Сергей Павлович стал просматривать газеты. Первые страницы газет сообщали: «Сын Стрешнева пытался отравить свою семью», «Жена Стрешнева спала с министром тяжелой металлургии и заразилась сифилисом», «Дети Стрешнева – не его дети» и так далее и тому подобное.

– Господи, как стыдно! Как стыдно и страшно! Вы себе не представляете! – тяжело вздыхая, прошептал Сергей Павлович. – Это какой-то сон. Какой-то кошмарный сон.

– А это и есть сон, Сергей Павлович, – сказал я.

– Как это сон? – удивился Сергей Павлович.

– Вот так, – ответил я, – самый обыкновенный сон. Правда, немножко кошмарный.

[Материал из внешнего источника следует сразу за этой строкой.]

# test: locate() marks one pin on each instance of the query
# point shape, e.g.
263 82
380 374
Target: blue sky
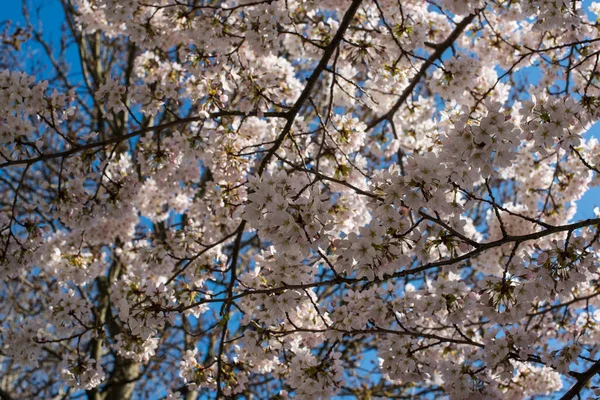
52 17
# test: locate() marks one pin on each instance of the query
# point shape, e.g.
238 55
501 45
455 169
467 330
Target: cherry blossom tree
276 199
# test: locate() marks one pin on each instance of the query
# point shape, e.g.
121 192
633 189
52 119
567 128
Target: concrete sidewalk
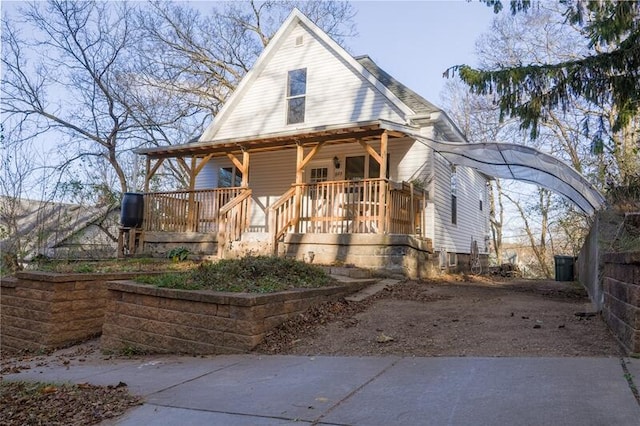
287 390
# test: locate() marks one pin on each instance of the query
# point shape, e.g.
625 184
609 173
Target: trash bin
564 268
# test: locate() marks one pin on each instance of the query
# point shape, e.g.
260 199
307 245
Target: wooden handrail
234 202
284 198
232 225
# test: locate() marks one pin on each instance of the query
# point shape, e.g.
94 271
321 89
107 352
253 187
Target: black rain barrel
564 268
132 210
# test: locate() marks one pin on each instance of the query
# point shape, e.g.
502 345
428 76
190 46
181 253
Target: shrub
252 274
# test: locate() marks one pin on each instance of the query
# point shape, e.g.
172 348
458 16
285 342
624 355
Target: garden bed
142 318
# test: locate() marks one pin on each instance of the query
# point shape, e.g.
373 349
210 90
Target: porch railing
234 220
186 211
364 206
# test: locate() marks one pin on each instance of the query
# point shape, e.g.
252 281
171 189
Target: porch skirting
392 253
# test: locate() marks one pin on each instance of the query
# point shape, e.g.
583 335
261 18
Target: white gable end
336 93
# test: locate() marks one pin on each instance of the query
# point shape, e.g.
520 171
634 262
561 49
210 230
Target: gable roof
417 103
390 90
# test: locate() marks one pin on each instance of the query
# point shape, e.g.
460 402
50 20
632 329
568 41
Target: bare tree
105 78
567 132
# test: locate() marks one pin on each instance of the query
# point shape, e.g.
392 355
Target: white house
315 155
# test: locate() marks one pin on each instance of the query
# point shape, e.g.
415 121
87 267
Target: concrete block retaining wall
159 320
41 310
621 310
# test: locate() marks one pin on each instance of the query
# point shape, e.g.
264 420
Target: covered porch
222 215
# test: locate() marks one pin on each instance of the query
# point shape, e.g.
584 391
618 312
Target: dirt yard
453 317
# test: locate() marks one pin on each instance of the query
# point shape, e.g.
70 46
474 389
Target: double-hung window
296 95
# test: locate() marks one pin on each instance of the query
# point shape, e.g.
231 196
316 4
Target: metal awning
522 163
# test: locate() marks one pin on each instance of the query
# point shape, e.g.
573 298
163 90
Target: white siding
471 222
336 94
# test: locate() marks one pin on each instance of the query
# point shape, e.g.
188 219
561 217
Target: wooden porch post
191 217
298 194
151 171
384 209
245 166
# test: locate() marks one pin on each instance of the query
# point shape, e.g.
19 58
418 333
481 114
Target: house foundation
402 254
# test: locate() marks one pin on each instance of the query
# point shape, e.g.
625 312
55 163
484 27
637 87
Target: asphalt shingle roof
410 98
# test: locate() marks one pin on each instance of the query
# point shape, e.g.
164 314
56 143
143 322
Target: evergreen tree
609 75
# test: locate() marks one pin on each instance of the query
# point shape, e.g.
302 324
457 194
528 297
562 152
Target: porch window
296 95
374 168
319 174
354 168
229 177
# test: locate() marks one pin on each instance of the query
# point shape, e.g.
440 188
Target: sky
416 41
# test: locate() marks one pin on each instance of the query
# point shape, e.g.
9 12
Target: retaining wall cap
8 282
61 277
229 298
630 257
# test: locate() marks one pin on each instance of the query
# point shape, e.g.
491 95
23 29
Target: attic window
296 95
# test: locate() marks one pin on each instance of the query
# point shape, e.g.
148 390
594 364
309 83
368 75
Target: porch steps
371 290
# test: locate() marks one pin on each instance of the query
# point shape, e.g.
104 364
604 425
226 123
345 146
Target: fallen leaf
48 389
383 338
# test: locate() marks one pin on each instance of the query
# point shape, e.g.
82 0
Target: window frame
292 116
235 177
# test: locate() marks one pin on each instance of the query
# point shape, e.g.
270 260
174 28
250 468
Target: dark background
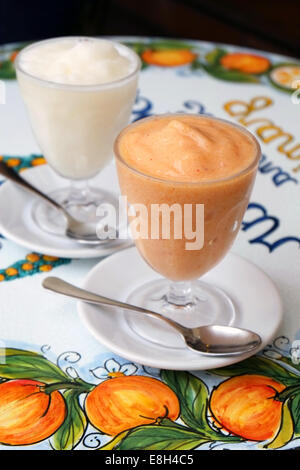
272 25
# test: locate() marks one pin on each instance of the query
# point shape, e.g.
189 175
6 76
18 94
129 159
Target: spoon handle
59 286
10 174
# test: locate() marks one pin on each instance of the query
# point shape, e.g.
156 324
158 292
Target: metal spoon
79 231
211 340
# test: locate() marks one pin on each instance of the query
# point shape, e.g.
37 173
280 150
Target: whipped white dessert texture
79 61
79 94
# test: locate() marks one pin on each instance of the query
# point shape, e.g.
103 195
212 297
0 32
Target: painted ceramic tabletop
55 372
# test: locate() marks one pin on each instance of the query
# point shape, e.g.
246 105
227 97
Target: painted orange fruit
247 63
126 402
168 57
27 414
246 406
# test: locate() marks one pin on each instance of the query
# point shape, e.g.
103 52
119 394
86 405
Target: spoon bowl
209 340
81 232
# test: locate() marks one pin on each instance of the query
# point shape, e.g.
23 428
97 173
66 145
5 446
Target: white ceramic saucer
254 295
18 225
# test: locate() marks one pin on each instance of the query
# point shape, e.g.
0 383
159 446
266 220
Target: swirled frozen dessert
79 94
188 160
186 148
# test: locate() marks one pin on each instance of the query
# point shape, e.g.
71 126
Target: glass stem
180 293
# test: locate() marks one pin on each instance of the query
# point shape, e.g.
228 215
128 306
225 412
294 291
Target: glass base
82 204
206 305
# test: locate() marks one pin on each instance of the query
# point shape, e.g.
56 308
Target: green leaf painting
74 426
18 364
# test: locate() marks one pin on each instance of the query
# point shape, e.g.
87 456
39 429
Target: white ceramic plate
18 225
255 297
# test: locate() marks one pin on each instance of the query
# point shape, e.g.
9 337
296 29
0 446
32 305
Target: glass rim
77 87
246 170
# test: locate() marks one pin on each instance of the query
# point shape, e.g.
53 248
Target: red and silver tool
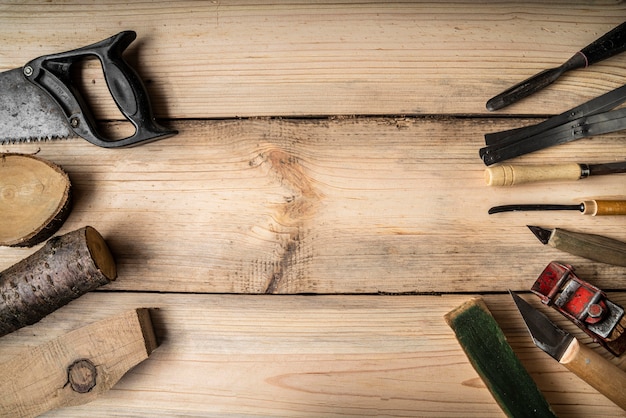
584 304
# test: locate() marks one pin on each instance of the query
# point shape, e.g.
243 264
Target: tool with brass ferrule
590 366
509 175
591 246
610 44
588 207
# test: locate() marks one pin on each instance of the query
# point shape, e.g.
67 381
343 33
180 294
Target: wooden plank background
328 152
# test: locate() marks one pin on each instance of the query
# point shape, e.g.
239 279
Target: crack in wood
290 217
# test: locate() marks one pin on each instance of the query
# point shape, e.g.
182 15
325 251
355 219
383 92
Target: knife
588 207
41 100
610 44
509 175
591 246
604 376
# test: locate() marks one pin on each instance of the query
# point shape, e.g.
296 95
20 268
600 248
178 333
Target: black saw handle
52 73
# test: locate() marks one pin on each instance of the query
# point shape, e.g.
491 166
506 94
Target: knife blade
588 207
590 366
591 246
41 100
509 175
610 44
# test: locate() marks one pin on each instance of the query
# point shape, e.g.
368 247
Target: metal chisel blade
27 113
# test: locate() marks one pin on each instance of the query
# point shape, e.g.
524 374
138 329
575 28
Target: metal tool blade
27 113
545 334
542 234
521 208
607 168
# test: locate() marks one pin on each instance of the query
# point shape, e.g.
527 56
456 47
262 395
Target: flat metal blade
27 113
547 336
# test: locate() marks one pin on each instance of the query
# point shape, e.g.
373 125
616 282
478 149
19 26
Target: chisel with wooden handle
591 246
610 44
509 175
588 207
604 376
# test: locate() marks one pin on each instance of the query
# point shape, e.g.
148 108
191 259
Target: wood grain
234 355
357 205
237 59
327 149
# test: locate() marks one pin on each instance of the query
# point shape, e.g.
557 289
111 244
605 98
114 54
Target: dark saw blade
27 113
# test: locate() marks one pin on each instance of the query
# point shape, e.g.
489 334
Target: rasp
591 246
600 373
509 175
610 44
588 207
41 100
590 118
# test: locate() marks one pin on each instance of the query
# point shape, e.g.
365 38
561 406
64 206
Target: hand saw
41 101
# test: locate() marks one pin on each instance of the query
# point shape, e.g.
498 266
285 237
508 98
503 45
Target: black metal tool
509 175
610 44
591 246
590 366
589 119
41 99
588 207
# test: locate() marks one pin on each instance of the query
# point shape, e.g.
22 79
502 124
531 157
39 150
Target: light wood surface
597 371
327 150
77 367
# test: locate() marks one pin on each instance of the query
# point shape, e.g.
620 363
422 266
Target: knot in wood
81 375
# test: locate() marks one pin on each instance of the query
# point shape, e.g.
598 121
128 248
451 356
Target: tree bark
62 270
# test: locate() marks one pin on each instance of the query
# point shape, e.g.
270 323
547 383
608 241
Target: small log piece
65 268
35 199
77 367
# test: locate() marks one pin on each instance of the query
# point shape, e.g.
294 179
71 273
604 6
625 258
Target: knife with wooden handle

– Немножко? – переспросил Сергей Павлович.

– Вы правы, Сергей Павлович, сон действительно кошмарный. Без всякого немножко, – сказал я. – Но так было надо, чтобы спасти Вас. Через час Вы проснётесь и поймёте, что ничего страшного пока не произошло. Но! Всё это только пока, Сергей Павлович. Если не предпримете мер, то всё случится именно так, как Вы видели во сне и как о том сообщают вот эти газеты.

– А Вы, господин президент, какую роль играете во всей этой глупости? – спросил Сергей Павлович.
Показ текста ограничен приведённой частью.